The establishment of Management & Organizational History (MOH) emerged out of earlier calls for a ‘historic turn’ in Management and Organization Studies (MOS) and a (somewhat mooted) critique of existing approaches to the study of history in the field. While MOS was seen as universalist, presentist, and scientistic, attempts at historical analysis were seen by some, in the words of Alfred Kieser, as generally “myopic fact collecting without a method.” The inaugural editorial of Management & Organizational History went on to call for greater exploration of the different methodological (and philosophical) approaches to the study of history. Central to the first issue of MOH was a renewed call for a ‘historic turn.’ Ten years later, there is some question if the ‘historic turn’ has been fully realized or even adequately conceptualized.

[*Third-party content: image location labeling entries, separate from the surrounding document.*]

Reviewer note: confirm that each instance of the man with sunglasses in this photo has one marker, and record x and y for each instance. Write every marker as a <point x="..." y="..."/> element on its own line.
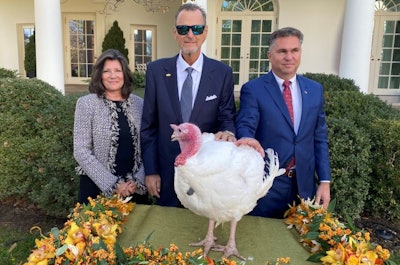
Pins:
<point x="210" y="103"/>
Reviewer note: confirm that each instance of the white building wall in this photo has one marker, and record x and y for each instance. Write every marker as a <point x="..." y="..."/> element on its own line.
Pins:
<point x="11" y="14"/>
<point x="321" y="22"/>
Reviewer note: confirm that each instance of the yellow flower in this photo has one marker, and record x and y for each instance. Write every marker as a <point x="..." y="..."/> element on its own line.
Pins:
<point x="107" y="232"/>
<point x="75" y="234"/>
<point x="335" y="256"/>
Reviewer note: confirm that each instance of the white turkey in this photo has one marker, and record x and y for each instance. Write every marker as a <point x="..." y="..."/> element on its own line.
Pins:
<point x="220" y="180"/>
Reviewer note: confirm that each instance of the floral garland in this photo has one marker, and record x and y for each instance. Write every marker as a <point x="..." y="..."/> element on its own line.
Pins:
<point x="90" y="235"/>
<point x="330" y="241"/>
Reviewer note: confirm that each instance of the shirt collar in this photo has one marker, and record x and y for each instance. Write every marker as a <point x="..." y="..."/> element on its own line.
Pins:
<point x="181" y="64"/>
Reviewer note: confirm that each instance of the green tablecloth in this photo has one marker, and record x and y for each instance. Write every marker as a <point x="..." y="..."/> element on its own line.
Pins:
<point x="257" y="239"/>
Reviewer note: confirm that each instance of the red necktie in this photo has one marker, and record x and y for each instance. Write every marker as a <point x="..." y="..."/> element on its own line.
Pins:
<point x="287" y="95"/>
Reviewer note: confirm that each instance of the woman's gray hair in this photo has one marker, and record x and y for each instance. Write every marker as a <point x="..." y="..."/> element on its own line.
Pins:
<point x="285" y="32"/>
<point x="96" y="85"/>
<point x="191" y="7"/>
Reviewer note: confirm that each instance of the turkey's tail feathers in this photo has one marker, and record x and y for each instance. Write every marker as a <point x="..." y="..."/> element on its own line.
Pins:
<point x="272" y="163"/>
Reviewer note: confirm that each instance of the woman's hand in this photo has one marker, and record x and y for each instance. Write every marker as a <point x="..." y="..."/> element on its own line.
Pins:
<point x="125" y="189"/>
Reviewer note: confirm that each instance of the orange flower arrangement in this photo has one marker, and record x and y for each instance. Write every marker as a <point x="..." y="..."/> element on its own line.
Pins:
<point x="330" y="241"/>
<point x="90" y="237"/>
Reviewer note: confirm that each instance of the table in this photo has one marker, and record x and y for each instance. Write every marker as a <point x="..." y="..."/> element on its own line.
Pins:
<point x="258" y="239"/>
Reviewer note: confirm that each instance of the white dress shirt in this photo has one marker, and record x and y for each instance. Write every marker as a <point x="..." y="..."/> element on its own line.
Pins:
<point x="181" y="66"/>
<point x="296" y="99"/>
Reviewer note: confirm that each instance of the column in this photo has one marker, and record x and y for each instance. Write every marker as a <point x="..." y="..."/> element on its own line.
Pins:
<point x="357" y="41"/>
<point x="49" y="52"/>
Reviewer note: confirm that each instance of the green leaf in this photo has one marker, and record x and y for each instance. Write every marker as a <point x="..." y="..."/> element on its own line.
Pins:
<point x="331" y="206"/>
<point x="119" y="252"/>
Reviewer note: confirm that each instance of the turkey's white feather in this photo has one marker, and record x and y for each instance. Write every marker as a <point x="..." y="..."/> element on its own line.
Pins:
<point x="223" y="181"/>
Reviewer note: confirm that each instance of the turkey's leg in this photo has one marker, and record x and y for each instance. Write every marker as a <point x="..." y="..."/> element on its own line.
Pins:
<point x="209" y="241"/>
<point x="230" y="248"/>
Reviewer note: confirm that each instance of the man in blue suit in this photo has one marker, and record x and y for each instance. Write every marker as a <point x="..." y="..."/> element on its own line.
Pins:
<point x="300" y="139"/>
<point x="212" y="103"/>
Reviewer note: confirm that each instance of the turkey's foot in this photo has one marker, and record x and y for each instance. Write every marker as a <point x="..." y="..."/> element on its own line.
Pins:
<point x="228" y="251"/>
<point x="208" y="243"/>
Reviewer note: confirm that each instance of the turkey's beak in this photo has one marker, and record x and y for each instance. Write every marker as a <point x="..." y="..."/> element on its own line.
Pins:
<point x="174" y="137"/>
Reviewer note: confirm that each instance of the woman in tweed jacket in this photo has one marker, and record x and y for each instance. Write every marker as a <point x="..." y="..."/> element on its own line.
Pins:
<point x="106" y="132"/>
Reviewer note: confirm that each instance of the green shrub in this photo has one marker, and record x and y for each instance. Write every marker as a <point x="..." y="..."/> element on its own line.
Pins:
<point x="6" y="73"/>
<point x="385" y="181"/>
<point x="357" y="148"/>
<point x="333" y="82"/>
<point x="114" y="39"/>
<point x="36" y="159"/>
<point x="349" y="150"/>
<point x="139" y="80"/>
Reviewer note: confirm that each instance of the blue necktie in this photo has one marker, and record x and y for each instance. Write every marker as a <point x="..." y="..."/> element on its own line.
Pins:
<point x="186" y="96"/>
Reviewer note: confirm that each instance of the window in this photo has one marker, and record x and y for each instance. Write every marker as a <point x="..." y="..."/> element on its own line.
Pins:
<point x="143" y="44"/>
<point x="24" y="32"/>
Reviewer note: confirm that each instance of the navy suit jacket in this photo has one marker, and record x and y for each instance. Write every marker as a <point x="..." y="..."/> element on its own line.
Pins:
<point x="263" y="115"/>
<point x="213" y="110"/>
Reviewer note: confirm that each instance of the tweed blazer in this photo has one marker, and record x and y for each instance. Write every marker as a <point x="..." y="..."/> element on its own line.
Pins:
<point x="93" y="136"/>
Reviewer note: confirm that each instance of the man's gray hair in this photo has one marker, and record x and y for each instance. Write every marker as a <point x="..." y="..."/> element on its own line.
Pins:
<point x="191" y="7"/>
<point x="285" y="32"/>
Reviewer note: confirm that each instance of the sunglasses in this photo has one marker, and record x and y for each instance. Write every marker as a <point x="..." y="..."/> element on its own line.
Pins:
<point x="196" y="29"/>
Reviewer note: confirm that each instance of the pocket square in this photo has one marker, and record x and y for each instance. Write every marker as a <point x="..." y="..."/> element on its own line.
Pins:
<point x="208" y="98"/>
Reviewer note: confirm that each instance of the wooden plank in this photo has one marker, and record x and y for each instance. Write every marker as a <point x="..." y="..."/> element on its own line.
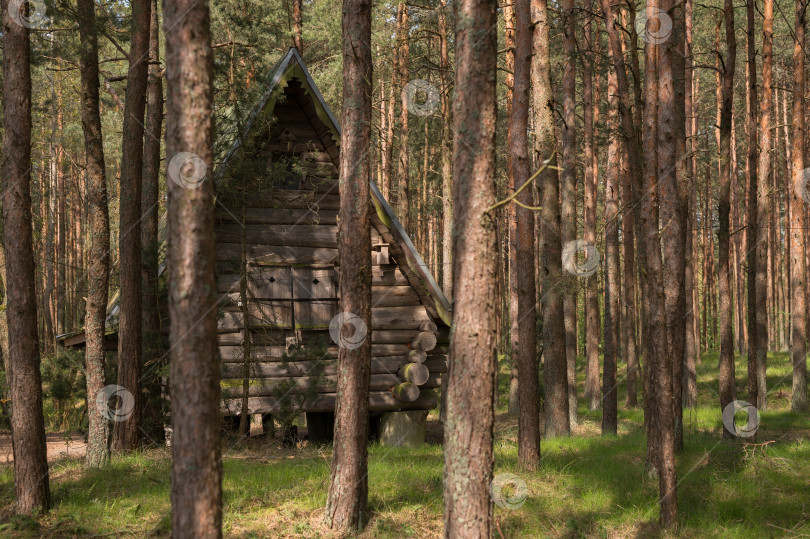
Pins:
<point x="234" y="354"/>
<point x="228" y="282"/>
<point x="269" y="282"/>
<point x="393" y="336"/>
<point x="378" y="401"/>
<point x="293" y="235"/>
<point x="314" y="283"/>
<point x="388" y="276"/>
<point x="229" y="321"/>
<point x="271" y="255"/>
<point x="281" y="216"/>
<point x="229" y="339"/>
<point x="398" y="317"/>
<point x="273" y="314"/>
<point x="393" y="296"/>
<point x="279" y="369"/>
<point x="263" y="387"/>
<point x="315" y="314"/>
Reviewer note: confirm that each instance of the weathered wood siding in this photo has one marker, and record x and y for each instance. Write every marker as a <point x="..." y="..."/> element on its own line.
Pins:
<point x="281" y="234"/>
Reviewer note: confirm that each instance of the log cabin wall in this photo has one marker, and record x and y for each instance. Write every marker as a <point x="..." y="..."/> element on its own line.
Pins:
<point x="277" y="214"/>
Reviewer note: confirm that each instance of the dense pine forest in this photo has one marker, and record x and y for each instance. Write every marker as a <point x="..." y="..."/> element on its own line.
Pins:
<point x="321" y="268"/>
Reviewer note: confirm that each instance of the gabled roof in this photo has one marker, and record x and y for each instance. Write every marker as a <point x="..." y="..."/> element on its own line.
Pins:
<point x="385" y="221"/>
<point x="290" y="66"/>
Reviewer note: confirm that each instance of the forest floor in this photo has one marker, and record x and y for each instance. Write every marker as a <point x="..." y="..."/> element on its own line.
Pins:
<point x="587" y="485"/>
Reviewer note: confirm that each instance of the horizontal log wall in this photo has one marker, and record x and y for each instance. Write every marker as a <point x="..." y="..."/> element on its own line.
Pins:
<point x="289" y="238"/>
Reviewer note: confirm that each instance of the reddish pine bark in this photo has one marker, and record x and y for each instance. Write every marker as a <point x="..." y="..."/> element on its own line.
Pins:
<point x="798" y="344"/>
<point x="348" y="486"/>
<point x="31" y="481"/>
<point x="726" y="374"/>
<point x="127" y="433"/>
<point x="298" y="27"/>
<point x="529" y="419"/>
<point x="589" y="232"/>
<point x="753" y="216"/>
<point x="628" y="125"/>
<point x="660" y="440"/>
<point x="403" y="160"/>
<point x="468" y="429"/>
<point x="98" y="452"/>
<point x="511" y="209"/>
<point x="673" y="200"/>
<point x="557" y="422"/>
<point x="613" y="173"/>
<point x="150" y="245"/>
<point x="689" y="393"/>
<point x="568" y="193"/>
<point x="446" y="156"/>
<point x="195" y="370"/>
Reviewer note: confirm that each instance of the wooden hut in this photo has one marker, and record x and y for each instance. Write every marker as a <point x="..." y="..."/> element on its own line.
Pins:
<point x="276" y="232"/>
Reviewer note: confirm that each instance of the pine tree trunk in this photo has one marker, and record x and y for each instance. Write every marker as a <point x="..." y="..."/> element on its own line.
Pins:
<point x="752" y="249"/>
<point x="798" y="342"/>
<point x="511" y="210"/>
<point x="446" y="156"/>
<point x="726" y="374"/>
<point x="673" y="200"/>
<point x="612" y="173"/>
<point x="31" y="481"/>
<point x="150" y="245"/>
<point x="661" y="439"/>
<point x="591" y="298"/>
<point x="298" y="36"/>
<point x="348" y="486"/>
<point x="689" y="389"/>
<point x="195" y="371"/>
<point x="557" y="420"/>
<point x="568" y="194"/>
<point x="127" y="433"/>
<point x="468" y="430"/>
<point x="403" y="161"/>
<point x="98" y="452"/>
<point x="529" y="420"/>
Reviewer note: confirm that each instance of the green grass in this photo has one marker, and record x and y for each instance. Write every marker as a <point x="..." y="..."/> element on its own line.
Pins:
<point x="586" y="486"/>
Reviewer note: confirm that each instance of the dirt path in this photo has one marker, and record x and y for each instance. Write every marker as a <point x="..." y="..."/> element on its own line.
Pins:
<point x="60" y="445"/>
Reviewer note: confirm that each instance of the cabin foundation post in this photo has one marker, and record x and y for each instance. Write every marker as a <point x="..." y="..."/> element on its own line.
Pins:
<point x="256" y="425"/>
<point x="269" y="425"/>
<point x="320" y="427"/>
<point x="403" y="429"/>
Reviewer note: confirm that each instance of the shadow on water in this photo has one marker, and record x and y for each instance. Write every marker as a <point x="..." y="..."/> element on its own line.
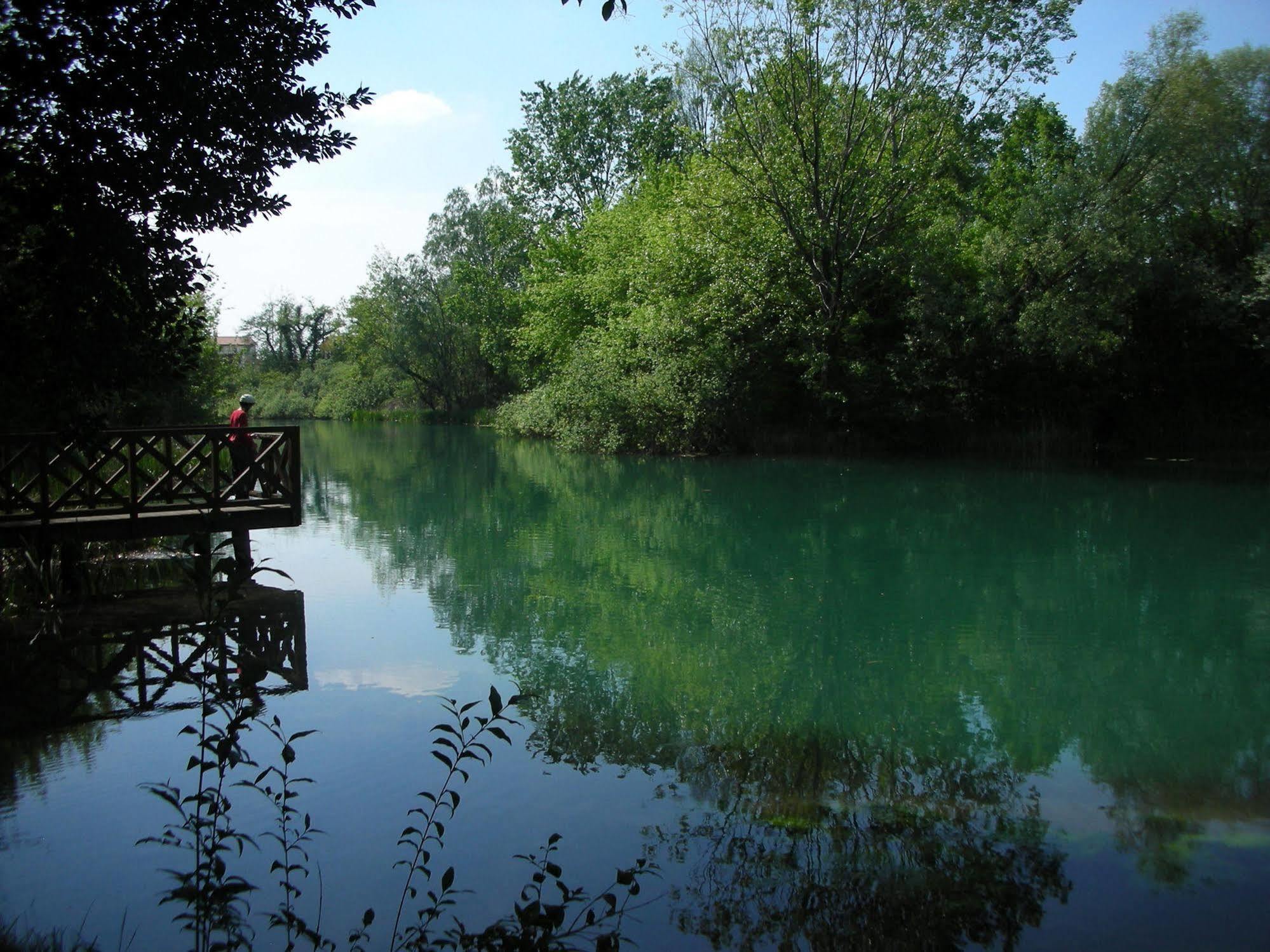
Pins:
<point x="64" y="680"/>
<point x="849" y="682"/>
<point x="957" y="616"/>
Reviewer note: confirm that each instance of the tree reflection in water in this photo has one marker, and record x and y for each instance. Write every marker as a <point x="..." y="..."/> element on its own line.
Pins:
<point x="672" y="605"/>
<point x="830" y="843"/>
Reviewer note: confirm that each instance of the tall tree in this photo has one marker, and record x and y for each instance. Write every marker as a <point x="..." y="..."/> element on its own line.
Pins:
<point x="290" y="334"/>
<point x="125" y="127"/>
<point x="479" y="246"/>
<point x="583" y="144"/>
<point x="841" y="114"/>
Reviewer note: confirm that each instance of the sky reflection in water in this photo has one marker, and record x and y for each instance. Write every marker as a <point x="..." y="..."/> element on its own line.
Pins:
<point x="839" y="702"/>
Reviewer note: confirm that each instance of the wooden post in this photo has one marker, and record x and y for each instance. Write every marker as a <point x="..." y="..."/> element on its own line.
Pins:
<point x="202" y="547"/>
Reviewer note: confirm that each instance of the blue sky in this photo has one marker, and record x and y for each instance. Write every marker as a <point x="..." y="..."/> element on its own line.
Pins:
<point x="449" y="74"/>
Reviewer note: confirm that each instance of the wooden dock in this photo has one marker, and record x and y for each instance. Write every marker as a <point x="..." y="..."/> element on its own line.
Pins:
<point x="123" y="484"/>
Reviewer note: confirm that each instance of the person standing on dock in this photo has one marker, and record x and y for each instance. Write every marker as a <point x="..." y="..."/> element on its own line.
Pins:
<point x="241" y="445"/>
<point x="243" y="457"/>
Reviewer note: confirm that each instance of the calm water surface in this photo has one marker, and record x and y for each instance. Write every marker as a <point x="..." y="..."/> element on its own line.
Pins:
<point x="837" y="704"/>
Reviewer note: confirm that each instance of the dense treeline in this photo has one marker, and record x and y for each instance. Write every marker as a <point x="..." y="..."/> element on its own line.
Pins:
<point x="803" y="238"/>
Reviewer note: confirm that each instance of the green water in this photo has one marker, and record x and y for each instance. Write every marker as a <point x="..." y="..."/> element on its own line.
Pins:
<point x="841" y="704"/>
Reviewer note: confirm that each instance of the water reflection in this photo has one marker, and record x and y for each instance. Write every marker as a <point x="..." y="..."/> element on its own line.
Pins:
<point x="954" y="616"/>
<point x="140" y="654"/>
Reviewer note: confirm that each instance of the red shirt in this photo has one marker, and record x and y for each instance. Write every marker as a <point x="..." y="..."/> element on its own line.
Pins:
<point x="238" y="420"/>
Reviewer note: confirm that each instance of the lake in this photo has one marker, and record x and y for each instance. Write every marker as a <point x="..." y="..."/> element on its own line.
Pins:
<point x="814" y="704"/>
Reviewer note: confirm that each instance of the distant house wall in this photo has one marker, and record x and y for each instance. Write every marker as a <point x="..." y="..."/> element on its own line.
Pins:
<point x="240" y="348"/>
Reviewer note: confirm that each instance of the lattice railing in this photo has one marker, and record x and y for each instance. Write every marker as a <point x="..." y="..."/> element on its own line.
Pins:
<point x="131" y="473"/>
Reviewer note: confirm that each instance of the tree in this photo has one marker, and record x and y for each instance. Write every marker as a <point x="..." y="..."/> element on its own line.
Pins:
<point x="291" y="334"/>
<point x="842" y="116"/>
<point x="479" y="245"/>
<point x="400" y="319"/>
<point x="584" y="144"/>
<point x="126" y="127"/>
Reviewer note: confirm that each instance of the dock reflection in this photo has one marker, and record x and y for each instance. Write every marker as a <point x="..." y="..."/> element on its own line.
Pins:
<point x="145" y="653"/>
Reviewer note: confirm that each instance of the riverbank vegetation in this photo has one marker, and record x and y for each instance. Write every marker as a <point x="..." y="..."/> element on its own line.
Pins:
<point x="836" y="224"/>
<point x="792" y="240"/>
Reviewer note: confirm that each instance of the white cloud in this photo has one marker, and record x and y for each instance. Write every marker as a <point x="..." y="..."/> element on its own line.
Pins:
<point x="407" y="681"/>
<point x="402" y="107"/>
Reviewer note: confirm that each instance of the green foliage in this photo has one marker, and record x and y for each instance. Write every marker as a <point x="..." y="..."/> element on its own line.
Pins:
<point x="291" y="335"/>
<point x="215" y="903"/>
<point x="127" y="128"/>
<point x="584" y="142"/>
<point x="639" y="351"/>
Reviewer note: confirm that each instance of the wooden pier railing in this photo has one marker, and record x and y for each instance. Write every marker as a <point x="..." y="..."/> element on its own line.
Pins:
<point x="145" y="483"/>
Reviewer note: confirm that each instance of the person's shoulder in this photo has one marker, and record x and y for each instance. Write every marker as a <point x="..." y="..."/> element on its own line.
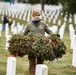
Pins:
<point x="29" y="23"/>
<point x="43" y="22"/>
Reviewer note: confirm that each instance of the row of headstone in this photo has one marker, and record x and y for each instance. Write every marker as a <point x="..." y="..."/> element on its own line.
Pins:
<point x="62" y="30"/>
<point x="72" y="33"/>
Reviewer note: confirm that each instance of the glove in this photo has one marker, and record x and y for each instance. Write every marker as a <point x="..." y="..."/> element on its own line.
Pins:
<point x="58" y="35"/>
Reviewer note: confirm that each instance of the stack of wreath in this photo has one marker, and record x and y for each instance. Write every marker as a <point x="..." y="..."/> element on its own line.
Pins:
<point x="48" y="48"/>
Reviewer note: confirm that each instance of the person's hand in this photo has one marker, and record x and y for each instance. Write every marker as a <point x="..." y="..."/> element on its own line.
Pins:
<point x="58" y="35"/>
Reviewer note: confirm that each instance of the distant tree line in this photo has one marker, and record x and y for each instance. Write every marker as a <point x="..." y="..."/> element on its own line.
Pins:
<point x="39" y="1"/>
<point x="69" y="6"/>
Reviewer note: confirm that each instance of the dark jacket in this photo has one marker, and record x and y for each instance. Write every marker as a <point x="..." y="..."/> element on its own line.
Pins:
<point x="5" y="20"/>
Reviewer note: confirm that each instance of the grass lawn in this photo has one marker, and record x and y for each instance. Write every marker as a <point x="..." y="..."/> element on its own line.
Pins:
<point x="60" y="67"/>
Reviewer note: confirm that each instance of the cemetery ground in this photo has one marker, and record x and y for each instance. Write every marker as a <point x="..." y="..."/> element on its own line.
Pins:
<point x="60" y="67"/>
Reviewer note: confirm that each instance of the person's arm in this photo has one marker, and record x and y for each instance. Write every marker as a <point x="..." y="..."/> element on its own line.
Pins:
<point x="26" y="30"/>
<point x="47" y="30"/>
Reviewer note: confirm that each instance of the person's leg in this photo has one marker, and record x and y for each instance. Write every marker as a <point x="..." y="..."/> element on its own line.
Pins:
<point x="32" y="65"/>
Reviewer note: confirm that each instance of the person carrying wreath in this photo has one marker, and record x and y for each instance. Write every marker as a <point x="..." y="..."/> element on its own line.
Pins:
<point x="36" y="26"/>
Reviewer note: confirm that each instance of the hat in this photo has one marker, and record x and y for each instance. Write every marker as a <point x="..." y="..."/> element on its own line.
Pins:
<point x="35" y="12"/>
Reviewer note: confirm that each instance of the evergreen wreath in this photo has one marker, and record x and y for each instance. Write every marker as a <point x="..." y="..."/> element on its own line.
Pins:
<point x="48" y="48"/>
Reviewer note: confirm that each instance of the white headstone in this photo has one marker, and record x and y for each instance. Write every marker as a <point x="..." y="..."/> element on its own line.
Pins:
<point x="11" y="66"/>
<point x="41" y="69"/>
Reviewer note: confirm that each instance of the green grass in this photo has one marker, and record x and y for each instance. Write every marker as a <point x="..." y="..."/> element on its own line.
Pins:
<point x="61" y="67"/>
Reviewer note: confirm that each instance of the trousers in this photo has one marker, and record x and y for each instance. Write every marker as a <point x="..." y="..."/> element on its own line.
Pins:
<point x="32" y="64"/>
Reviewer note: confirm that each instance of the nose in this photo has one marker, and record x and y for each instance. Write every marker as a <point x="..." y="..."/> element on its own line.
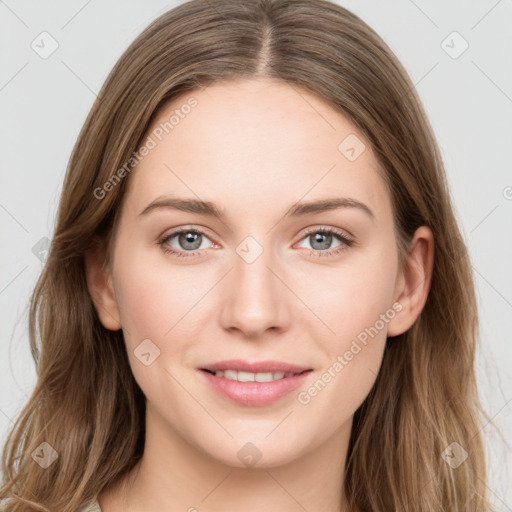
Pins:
<point x="256" y="299"/>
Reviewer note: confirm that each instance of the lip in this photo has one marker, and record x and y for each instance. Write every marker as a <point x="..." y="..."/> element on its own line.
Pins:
<point x="254" y="394"/>
<point x="255" y="367"/>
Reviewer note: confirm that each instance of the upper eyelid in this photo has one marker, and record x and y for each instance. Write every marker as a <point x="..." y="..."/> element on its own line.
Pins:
<point x="340" y="232"/>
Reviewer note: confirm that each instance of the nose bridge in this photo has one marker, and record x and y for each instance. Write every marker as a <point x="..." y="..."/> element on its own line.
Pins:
<point x="255" y="300"/>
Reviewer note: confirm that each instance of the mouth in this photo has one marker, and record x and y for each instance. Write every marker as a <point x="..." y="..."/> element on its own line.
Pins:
<point x="241" y="376"/>
<point x="254" y="384"/>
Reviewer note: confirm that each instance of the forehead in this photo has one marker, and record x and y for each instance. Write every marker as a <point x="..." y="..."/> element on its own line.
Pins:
<point x="248" y="140"/>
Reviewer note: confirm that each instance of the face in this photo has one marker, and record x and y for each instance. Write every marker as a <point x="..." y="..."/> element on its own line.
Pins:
<point x="263" y="282"/>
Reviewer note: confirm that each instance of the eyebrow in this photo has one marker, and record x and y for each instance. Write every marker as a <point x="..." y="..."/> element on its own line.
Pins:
<point x="296" y="210"/>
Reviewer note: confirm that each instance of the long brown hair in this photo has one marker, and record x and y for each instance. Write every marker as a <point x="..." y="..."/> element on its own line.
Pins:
<point x="86" y="404"/>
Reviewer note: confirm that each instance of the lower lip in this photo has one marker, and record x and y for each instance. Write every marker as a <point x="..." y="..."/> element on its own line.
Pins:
<point x="254" y="393"/>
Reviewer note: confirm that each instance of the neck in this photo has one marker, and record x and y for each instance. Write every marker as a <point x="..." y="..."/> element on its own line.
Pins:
<point x="174" y="476"/>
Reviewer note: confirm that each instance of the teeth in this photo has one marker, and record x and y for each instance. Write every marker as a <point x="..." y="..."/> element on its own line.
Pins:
<point x="253" y="377"/>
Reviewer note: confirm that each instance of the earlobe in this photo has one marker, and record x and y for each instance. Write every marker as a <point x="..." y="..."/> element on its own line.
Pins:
<point x="413" y="283"/>
<point x="101" y="289"/>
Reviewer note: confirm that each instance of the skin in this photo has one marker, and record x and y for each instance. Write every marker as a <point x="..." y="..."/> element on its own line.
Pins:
<point x="255" y="148"/>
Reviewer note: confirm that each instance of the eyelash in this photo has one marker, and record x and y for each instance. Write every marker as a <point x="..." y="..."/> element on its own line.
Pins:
<point x="340" y="235"/>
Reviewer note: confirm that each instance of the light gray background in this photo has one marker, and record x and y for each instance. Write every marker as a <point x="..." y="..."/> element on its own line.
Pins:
<point x="44" y="103"/>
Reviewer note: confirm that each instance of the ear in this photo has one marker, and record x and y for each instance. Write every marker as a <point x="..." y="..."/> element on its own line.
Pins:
<point x="413" y="281"/>
<point x="101" y="289"/>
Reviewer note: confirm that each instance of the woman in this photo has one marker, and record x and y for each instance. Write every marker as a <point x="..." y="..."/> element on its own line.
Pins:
<point x="249" y="370"/>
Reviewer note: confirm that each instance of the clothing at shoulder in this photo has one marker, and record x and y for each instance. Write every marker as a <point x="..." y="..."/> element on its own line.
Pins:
<point x="92" y="506"/>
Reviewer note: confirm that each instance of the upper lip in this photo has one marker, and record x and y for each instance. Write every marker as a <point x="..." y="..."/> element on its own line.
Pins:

Nonetheless, a growing consensus around the need for a historical turn has arguably served to paper over some potentially significant differences and debates. In this special issue, we revisit the idea and progress of the notion of the historic turn in MOS through the eight contributing articles. We frame our discussion of the papers through a focus on the notion of the historic turn itself, the issue of critically rethinking MOS from an historical perspective, new turns and developments, MOH and contemporary thinking about the past and history, the performance of history, polyphonic constitutive historicism, fusions of methods and theoretical framing, and tales from the field.